Estimation of apparent binding constants

The affinity to the inactivated state (K_i) can also be calculated from the investigation of partially inactivated channels according to [62], as:

$$\frac{1}{{\mathrm{K}}_{\mathrm{app}}}=\frac{\mathrm{h}}{{\mathrm{K}}_{\mathrm{r}}}+\frac{\left(1-\mathrm{h}\right)}{{\mathrm{K}}_{\mathrm{i}}}$$

(7)

K_app is the apparent affinity estimated at a selected membrane potential at which the amount of non-inactivated channels is given by h (estimated from the corresponding inactivation curve). For K_r, the experimentally estimated value of 54 µM was used.

(3)

Time- and concentration-dependent development of block

The time constant (τ) of block development for the different concentrations of aripiprazole was estimated by double exponential fits of the form:

$$\frac{\mathrm{I}}{{\mathrm{I}}_{\max }}=\mathrm{S}+{\mathrm{a}}_1{\ast \mathrm{e}}^{\left(\frac{-\mathrm{t}}{{\mathsf{\tau }}_1}\right)}+{\mathrm{a}}_2{\ast \mathrm{e}}^{\left(\frac{-\mathrm{t}}{{\mathsf{\tau }}_2}\right)}$$

(8)

The time constants are given by τ_i and the time of inactivation by t.

Association and dissociation rates:

From the time constants of block development, association and dissociation rates can be estimated. To this end, the inverse of the time constants is plotted versus the concentration of aripiprazole. Data were fitted with a linear function:

$$\frac{1}{\mathsf{\tau }}={\mathrm{k}}_{\mathrm{off}}+{\mathrm{k}}_{\mathrm{on}}\ast \left[\mathrm{A}\right]$$

(9)

Estimates for slope and y-intercept give association (k_on in µM⁻¹s⁻¹) and dissociation rate constants (k_off in s⁻¹) according to [63].

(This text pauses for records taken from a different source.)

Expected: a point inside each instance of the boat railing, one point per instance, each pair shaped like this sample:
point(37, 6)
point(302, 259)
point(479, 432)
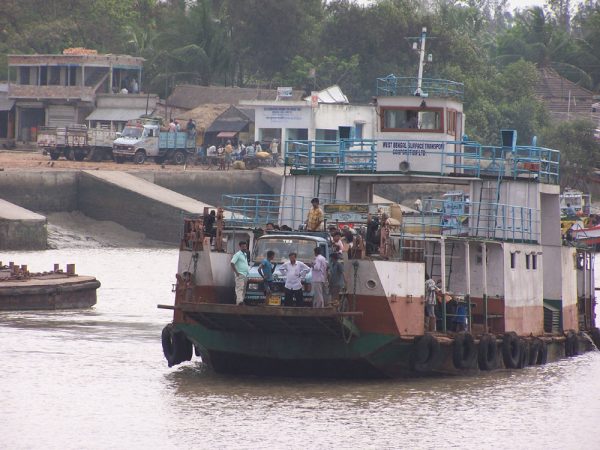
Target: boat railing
point(257, 210)
point(407, 86)
point(472, 219)
point(446, 158)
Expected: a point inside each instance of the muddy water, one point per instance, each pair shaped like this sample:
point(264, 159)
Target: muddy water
point(97, 379)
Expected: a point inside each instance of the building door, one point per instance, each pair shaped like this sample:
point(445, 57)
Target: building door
point(345, 132)
point(61, 115)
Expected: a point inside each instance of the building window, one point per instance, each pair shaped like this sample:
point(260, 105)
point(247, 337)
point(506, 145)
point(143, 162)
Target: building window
point(412, 119)
point(358, 130)
point(24, 75)
point(451, 126)
point(326, 135)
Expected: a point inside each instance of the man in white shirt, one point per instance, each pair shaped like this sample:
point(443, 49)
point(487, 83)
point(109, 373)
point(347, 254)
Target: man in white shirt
point(294, 271)
point(319, 275)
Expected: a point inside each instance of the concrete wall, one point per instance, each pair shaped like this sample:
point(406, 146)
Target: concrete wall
point(210, 186)
point(40, 191)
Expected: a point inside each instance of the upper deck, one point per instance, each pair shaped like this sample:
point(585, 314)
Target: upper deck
point(423, 157)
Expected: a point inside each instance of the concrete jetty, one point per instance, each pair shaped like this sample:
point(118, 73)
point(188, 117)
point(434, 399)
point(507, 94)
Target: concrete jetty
point(21, 229)
point(150, 202)
point(135, 203)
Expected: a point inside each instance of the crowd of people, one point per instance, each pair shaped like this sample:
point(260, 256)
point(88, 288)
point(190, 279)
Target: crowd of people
point(224, 156)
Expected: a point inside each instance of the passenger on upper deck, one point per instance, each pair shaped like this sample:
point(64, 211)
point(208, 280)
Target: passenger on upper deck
point(265, 270)
point(315, 216)
point(294, 270)
point(337, 244)
point(240, 267)
point(570, 212)
point(319, 275)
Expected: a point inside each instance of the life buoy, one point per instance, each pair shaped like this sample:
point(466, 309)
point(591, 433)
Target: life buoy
point(542, 356)
point(176, 346)
point(511, 350)
point(425, 353)
point(487, 353)
point(464, 351)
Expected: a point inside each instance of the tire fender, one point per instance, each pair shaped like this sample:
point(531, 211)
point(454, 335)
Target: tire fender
point(511, 350)
point(176, 347)
point(425, 353)
point(464, 352)
point(487, 352)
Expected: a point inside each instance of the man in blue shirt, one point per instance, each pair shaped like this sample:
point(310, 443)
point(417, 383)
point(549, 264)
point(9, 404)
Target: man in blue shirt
point(266, 271)
point(239, 265)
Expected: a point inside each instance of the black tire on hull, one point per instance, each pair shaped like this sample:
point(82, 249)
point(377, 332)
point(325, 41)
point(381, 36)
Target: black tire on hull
point(525, 351)
point(595, 334)
point(535, 347)
point(176, 346)
point(571, 344)
point(425, 354)
point(511, 350)
point(487, 352)
point(543, 353)
point(464, 351)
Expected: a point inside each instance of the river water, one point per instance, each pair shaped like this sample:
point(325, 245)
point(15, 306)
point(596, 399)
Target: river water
point(97, 379)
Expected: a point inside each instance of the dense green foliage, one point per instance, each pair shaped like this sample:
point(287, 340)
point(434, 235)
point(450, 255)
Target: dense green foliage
point(311, 44)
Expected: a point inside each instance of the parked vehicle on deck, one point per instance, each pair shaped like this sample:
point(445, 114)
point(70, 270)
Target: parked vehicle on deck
point(140, 141)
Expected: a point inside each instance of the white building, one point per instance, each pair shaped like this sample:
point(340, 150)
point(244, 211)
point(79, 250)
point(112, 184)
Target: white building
point(325, 116)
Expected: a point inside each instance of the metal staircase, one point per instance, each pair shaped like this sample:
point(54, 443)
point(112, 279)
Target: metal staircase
point(436, 269)
point(487, 214)
point(325, 188)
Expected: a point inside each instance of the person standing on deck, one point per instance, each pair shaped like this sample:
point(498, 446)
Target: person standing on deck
point(337, 278)
point(430, 290)
point(319, 276)
point(315, 216)
point(265, 270)
point(294, 270)
point(239, 265)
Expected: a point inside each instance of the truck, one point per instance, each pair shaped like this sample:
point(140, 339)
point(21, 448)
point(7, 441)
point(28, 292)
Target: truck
point(77, 142)
point(140, 141)
point(282, 243)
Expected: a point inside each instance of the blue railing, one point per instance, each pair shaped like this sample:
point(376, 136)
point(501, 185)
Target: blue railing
point(256, 210)
point(487, 220)
point(439, 158)
point(407, 86)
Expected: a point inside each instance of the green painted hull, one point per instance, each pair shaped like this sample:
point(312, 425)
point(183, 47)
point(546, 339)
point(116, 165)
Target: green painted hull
point(367, 356)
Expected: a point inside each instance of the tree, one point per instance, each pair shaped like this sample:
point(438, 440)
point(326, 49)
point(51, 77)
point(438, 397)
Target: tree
point(580, 151)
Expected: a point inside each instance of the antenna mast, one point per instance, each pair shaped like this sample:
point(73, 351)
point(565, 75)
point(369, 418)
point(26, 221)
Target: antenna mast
point(419, 91)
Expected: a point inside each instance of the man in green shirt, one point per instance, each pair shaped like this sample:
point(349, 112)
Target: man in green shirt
point(239, 265)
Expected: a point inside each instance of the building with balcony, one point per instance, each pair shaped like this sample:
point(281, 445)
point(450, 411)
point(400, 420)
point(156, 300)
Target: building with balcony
point(57, 90)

From the rate constants for association and dissociation, the affinity to the inactivated state was calculated as follows:

$${\mathrm{K}}_{\mathrm{i}}=\frac{{\mathrm{k}}_{\mathrm{off}}}{{\mathrm{k}}_{\mathrm{on}}}$$

(10)

(E)

Recovery from inactivation

Recovery time constants were estimated from normalized data with double or triple exponential functions according to:

$$\frac{\mathrm{I}}{{\mathrm{I}}_{\max }}=1-{\mathrm{a}}_1{\ast \mathrm{e}}^{\left(\frac{-\mathrm{t}}{{\mathsf{\tau }}_1}\right)}-{\mathrm{a}}_2{\ast \mathrm{e}}^{\left(\frac{-\mathrm{t}}{{\mathsf{\tau }}_2}\right)}-{\mathrm{a}}_3{\ast \mathrm{e}}^{\left(\frac{-\mathrm{t}}{{\mathsf{\tau }}_3}\right)}$$

(11)

Variable identifiers have the same meaning as before.

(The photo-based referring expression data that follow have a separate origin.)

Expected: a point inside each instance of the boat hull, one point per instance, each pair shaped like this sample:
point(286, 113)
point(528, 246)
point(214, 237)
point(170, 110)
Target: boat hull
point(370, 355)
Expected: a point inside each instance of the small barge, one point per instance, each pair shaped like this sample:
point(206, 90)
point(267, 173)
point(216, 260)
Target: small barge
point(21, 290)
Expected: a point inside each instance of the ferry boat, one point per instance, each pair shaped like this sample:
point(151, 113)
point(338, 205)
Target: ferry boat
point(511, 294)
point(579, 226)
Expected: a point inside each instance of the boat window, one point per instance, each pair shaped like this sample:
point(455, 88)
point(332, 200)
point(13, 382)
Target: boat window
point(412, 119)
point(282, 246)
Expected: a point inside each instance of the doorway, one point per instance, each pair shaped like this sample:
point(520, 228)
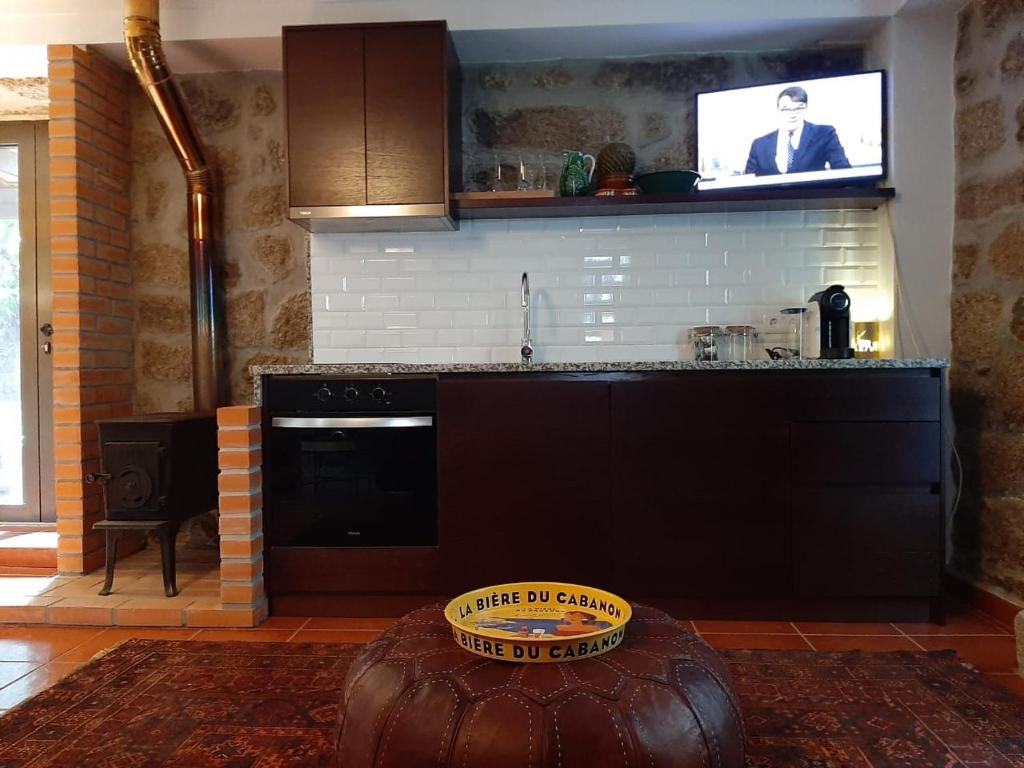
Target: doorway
point(26, 372)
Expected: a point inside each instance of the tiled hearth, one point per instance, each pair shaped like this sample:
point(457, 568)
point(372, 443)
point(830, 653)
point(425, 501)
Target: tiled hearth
point(218, 587)
point(137, 598)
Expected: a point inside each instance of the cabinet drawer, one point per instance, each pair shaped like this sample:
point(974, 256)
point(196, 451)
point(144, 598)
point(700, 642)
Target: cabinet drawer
point(865, 454)
point(865, 544)
point(866, 395)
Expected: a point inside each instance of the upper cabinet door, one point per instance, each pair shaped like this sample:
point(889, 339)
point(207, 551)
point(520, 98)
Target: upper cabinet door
point(324, 78)
point(406, 80)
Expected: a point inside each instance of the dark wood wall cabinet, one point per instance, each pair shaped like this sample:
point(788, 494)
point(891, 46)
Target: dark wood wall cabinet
point(814, 495)
point(373, 121)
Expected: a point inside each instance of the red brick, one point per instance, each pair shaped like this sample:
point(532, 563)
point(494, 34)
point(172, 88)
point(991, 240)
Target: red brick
point(241, 503)
point(239, 482)
point(239, 416)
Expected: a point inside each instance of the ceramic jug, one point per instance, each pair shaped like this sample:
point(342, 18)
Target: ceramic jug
point(574, 178)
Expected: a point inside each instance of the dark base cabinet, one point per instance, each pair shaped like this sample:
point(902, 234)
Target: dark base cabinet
point(747, 494)
point(697, 478)
point(523, 493)
point(787, 495)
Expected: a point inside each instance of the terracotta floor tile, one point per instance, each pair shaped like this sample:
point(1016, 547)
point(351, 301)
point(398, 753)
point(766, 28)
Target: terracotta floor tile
point(34, 682)
point(986, 653)
point(961, 624)
point(333, 623)
point(31, 586)
point(41, 643)
point(114, 635)
point(861, 642)
point(845, 628)
point(255, 635)
point(335, 636)
point(284, 623)
point(745, 628)
point(11, 671)
point(765, 642)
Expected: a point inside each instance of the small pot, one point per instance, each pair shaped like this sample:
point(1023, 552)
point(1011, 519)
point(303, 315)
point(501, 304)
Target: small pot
point(679, 182)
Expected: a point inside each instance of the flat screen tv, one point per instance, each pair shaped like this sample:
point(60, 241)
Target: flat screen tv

All curve-fitting procedures were performed using SigmaPlot 13.0 (Sysstat, San Jose, CA, USA). If not directly stated by the presence of error bars, graphs show representative data from single cells. Average values from N = 5 cells are given as mean ± SD in the results section and in figure legends:

4.6. Statistics

The effect of aripiprazole on the voltage dependence of activation was tested for statistical significance at a drug concentration of 1 µM by extending Equation (3). The voltage of half-maximal activation V₅₀ was modeled to depend linearly on sweep number (to control for linear drifts) and drug exposure. Effects were considered statistically significant if the hypothesis of corresponding parameter values being equal to zero had to be rejected at a significance level of 0.05.

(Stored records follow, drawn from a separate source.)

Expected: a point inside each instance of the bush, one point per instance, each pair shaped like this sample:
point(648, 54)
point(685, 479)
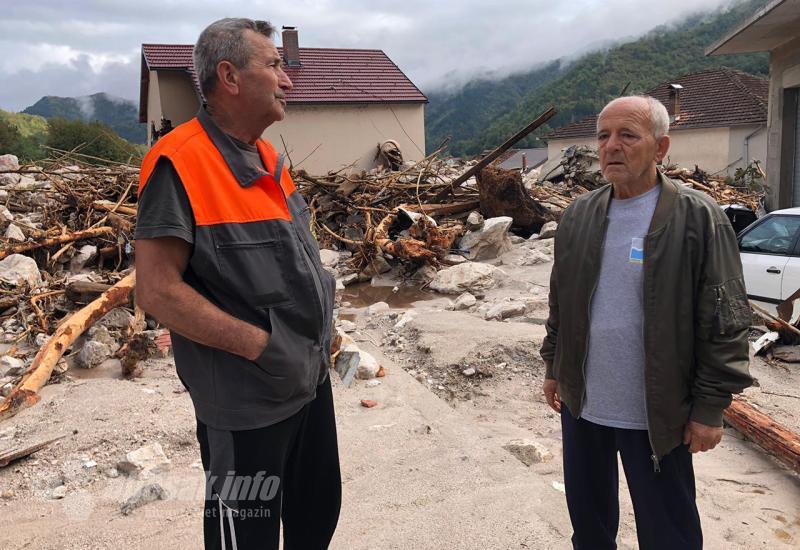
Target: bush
point(13, 142)
point(92, 139)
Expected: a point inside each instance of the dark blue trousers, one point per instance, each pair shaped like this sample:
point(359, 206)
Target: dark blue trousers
point(663, 502)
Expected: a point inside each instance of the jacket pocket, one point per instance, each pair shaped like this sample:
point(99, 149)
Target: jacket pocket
point(254, 269)
point(731, 310)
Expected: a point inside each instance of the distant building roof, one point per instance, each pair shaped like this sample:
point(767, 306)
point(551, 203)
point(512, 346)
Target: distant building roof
point(709, 99)
point(512, 159)
point(325, 75)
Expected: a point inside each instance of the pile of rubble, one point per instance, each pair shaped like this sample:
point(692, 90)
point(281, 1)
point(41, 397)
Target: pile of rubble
point(66, 274)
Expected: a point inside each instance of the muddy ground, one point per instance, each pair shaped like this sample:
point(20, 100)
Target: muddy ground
point(426, 468)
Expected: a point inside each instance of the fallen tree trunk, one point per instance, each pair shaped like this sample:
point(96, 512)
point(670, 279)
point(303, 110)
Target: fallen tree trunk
point(503, 194)
point(26, 393)
point(15, 453)
point(776, 439)
point(108, 206)
point(61, 239)
point(83, 292)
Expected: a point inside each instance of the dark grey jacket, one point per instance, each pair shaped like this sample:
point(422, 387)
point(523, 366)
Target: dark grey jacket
point(696, 315)
point(254, 257)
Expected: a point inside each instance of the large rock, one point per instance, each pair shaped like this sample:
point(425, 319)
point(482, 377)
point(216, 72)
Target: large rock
point(5, 214)
point(548, 230)
point(84, 255)
point(118, 318)
point(467, 277)
point(465, 301)
point(145, 461)
point(93, 353)
point(329, 258)
point(474, 221)
point(528, 452)
point(17, 269)
point(145, 495)
point(490, 241)
point(504, 310)
point(535, 257)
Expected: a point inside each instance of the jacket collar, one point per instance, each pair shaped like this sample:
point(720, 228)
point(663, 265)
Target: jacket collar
point(244, 171)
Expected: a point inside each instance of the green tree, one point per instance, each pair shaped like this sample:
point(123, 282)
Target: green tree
point(90, 138)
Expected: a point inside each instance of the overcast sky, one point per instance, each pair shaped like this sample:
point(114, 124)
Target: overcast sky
point(52, 47)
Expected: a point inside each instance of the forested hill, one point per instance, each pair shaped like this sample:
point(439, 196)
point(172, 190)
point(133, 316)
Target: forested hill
point(121, 115)
point(484, 113)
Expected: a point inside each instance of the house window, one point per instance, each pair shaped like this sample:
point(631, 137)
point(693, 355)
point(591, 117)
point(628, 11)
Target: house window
point(790, 143)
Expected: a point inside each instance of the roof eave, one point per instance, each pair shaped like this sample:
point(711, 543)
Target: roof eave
point(747, 44)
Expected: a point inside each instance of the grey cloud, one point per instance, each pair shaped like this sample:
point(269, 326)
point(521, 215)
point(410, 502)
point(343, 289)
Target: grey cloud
point(438, 44)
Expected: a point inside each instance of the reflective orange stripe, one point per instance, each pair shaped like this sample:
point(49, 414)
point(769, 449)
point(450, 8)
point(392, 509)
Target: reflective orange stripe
point(214, 193)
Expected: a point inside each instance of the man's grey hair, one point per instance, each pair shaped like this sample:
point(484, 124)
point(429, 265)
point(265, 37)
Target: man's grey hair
point(224, 40)
point(659, 117)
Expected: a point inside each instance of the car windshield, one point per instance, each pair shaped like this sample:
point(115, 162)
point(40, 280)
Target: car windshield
point(775, 235)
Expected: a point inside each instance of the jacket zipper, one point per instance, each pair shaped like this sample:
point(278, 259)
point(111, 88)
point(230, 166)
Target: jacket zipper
point(307, 258)
point(589, 322)
point(653, 456)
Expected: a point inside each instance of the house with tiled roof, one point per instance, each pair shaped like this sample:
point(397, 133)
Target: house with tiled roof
point(344, 104)
point(718, 121)
point(775, 28)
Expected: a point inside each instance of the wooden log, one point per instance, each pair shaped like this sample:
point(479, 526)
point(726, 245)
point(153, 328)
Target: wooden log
point(83, 292)
point(450, 209)
point(15, 453)
point(503, 194)
point(109, 206)
point(26, 393)
point(61, 239)
point(487, 160)
point(775, 438)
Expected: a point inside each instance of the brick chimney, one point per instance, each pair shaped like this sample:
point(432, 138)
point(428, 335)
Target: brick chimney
point(291, 46)
point(675, 102)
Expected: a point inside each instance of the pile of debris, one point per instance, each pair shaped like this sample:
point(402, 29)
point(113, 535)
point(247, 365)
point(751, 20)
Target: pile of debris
point(66, 275)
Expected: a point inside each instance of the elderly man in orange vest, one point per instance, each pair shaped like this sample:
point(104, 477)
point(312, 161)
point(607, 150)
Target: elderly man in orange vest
point(225, 259)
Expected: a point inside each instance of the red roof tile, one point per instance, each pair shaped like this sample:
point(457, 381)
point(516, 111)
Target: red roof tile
point(709, 99)
point(326, 75)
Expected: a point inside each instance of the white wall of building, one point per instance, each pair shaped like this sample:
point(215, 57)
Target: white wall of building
point(323, 138)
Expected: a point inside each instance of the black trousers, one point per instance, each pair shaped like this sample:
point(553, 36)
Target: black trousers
point(288, 471)
point(663, 502)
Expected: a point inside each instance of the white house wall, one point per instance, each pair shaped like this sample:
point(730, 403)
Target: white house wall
point(322, 138)
point(784, 70)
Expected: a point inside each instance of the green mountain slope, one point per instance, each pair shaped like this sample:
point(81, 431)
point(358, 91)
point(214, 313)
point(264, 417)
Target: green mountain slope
point(121, 115)
point(483, 114)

Differences in dissociation constants between WT and F1760K mutant channels were tested for statistical significance by applying Welch’s two sample t-test. Results were considered statistically significant for p-values below 0.05.

5. Conclusions

Aripiprazole is a potent blocker of the VGSC hNa_v1.5. Due to the profound analysis of the interaction mechanism, no properties were found which can be made responsible for cardiotoxic side effects. Moreover, the sodium channel-blocking property of aripiprazole might contribute to and also partly explain its neuroprotective and anticancer activity profile.